Module 5 Lesson 1: Streaming Responses
The Typing Effect. How to use converse_stream to send tokens to your UI as they are generated.
converse_stream: Real-Time AI
Waiting 10 seconds for a full 500-word response feels "Slow." Receiving the first word in 200ms and seeing the rest "Type out" feels "Instant." This is the power of Streaming.
1. How it Works
Instead of a single JSON response, Bedrock sends a Stream of Events. Your code must iterate over this stream to capture the pieces.
2. Python Implementation
import boto3
client = boto3.client("bedrock-runtime", region_name="us-east-1")
messages = [{"role": "user", "content": [{"text": "Write a 3-paragraph story."}]}]
# Notice the '_stream' suffix
response = client.converse_stream(
modelId="anthropic.claude-3-haiku-20240307-v1:0",
messages=messages
)
# The response is an iterable 'stream'
for event in response["stream"]:
if "contentBlockDelta" in event:
token = event["contentBlockDelta"]["delta"]["text"]
print(token, end="", flush=True)
3. Visualizing the Handoff
graph LR
User[Query] --> B[Bedrock Call]
B --> Event1[Token: 'Once']
B --> Event2[Token: ' upon']
B --> Event3[Token: ' a']
B --> Event4[Token: ' time']
Event1 --> Screen[User UI]
Event2 --> Screen
Event3 --> Screen
Event4 --> Screen
4. Why Streaming is Mandatory for UX
- TTFT (Time to First Token): This is the metric users actually feel.

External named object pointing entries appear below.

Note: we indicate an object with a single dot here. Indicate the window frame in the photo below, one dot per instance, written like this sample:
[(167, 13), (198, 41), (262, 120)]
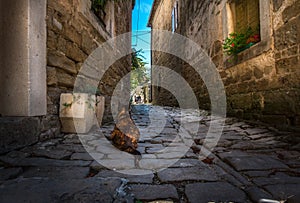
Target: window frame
[(265, 33)]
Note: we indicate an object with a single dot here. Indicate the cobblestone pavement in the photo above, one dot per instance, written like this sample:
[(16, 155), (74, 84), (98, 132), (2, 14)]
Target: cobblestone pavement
[(249, 163)]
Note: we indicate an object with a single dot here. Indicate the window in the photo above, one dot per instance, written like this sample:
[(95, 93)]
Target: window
[(98, 7), (240, 16), (175, 17), (246, 15)]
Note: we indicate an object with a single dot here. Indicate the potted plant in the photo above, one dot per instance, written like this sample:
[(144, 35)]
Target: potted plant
[(80, 111), (237, 42), (98, 6)]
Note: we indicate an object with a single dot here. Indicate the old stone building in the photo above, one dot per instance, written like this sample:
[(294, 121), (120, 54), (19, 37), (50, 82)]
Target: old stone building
[(43, 46), (261, 80)]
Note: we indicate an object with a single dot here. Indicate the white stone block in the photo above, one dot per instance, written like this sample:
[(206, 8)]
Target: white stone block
[(77, 112)]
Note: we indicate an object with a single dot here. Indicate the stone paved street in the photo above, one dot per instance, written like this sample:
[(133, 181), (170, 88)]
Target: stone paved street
[(250, 162)]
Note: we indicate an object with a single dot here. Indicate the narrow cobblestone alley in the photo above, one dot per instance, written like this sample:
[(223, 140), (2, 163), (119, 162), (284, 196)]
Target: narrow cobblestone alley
[(250, 162)]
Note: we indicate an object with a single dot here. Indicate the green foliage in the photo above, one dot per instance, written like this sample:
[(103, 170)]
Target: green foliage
[(239, 41), (139, 72), (98, 5)]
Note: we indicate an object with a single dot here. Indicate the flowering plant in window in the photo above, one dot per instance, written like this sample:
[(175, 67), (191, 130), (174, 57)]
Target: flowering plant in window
[(239, 41), (98, 8)]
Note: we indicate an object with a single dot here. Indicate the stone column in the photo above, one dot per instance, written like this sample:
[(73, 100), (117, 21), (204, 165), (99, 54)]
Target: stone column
[(23, 58)]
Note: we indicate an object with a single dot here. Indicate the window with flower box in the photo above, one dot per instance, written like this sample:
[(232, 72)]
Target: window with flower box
[(246, 30)]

Streaming reduces TTFT from seconds to milliseconds.
- Engagement: Watching the AI "Think" live prevents users from refreshing the page or getting frustrated.
Summary
converse_streamprovides token-by-token output.- You must iterate over the stream events.
contentBlockDeltais the event type containing the actual text.- Streaming significantly improves the perceived speed of your application.